I was hooked to it from the start, but could barely play it. In some cases the objective of every mission was a simple “defeat your opponent”, and that was okay. But sometimes there was more than that, like protecting a unit or reaching a certain goal in the map. So I grabbed an English-Spanish dictionary and wrote down every word that I thought was important. Some words helped me to understand what the hell was happening in the plot and some were from the introductory screens of every map. It took a lot of effort and time, but when I beat the Great Portal final mission, I realized how much I enjoyed the whole process. Since I didn’t understand the plot as well as I could have, I filled the gaps with my own ideas, and it was awesome!

Spongebob knows about it!

That was just the beginning for me.
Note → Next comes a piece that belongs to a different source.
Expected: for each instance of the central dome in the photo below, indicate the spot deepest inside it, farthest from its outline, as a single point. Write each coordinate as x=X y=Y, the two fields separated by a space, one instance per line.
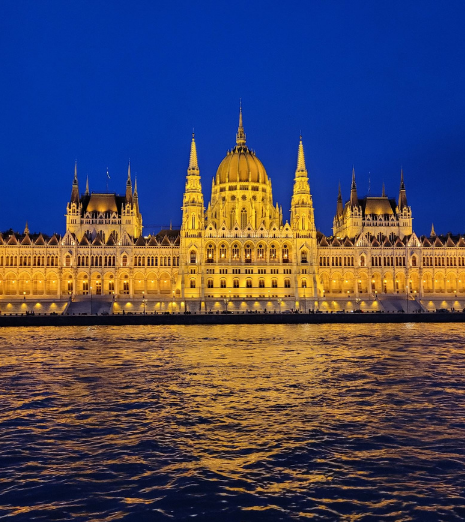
x=241 y=165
I then jumped to Command and Conquer: Red Alert, Half Life, Diablo, StarCraft, and some SCUMM adventure games. Then in the the year 2001 this happened to land on my PC:

RPGs were a genre I had never played because of the whole “only in English” warning the guys at the store gave me every time. But after watching the intro movie I knew I had to play this! Sadly, I couldn’t…too much text, too much dialogue, too many descriptions. But I had never seen anything like it before! It was my first RPG and Final Fantasy game! I never owned a PlayStation, and my school friend that had one just liked racing and soccer games. Of course he had games like Metal Gear Solid and Silent Hill, but back then I didn’t care much about those.

“Ok, if I want to play this one, I will start from the very beginning so I’m going to play all the other Final Fantasies before it, with my dictionary.” And so I did, thanks to the magic of emulators and roms, and the school’s computer lab internet connection. I played every single one, with the exception of Final Fantasy VII and Final Fantasy Tactics that I couldn’t get for PC at the time. I wrote down paragraph after paragraph, entire pages of text and then use my trusty dictionary to translate the words and try to make some sense of the plot. “What the hell does Spoony Bard mean? This is stupid!” and “Son of a submariner? Is this game glitched?” were some of my thoughts at the time.

A full year passed, and I was ready. I had met Garland, Minh, the Onion Knights, Cecil, Faris, Terra and Celes and I loved every minute of it. Final Fantasy VIII was the best. It is still my favorite and I liked it like no game before it.  Also, Rinoa is still my only video game crush.

It was at that time that I realized that to keep experiencing those wonderful RPG games, I needed to break down the language barrier. I started listening English-only bands and tried to watch movies without subtitles.  I went online to try to understand some of the phrases, joined forums and read gaming sites. When I bought my very own first console, a PlayStation 2, I decided that it would be for English-only games. If a game had the option to switch the languages, it was okay, but I was not going to play games fully translated into Spanish.

And that take us to the present day! here I am, writing down my memories in a website that 7 years ago I could barely understand. This is the gift games gave me: the capacity to communicate with people from all around the world, to know more about different cultures and of course, the chance to play more and more videogames regardless of if they are in Spanish or not.

Thanks for reading, and like I always say, I’m still learning!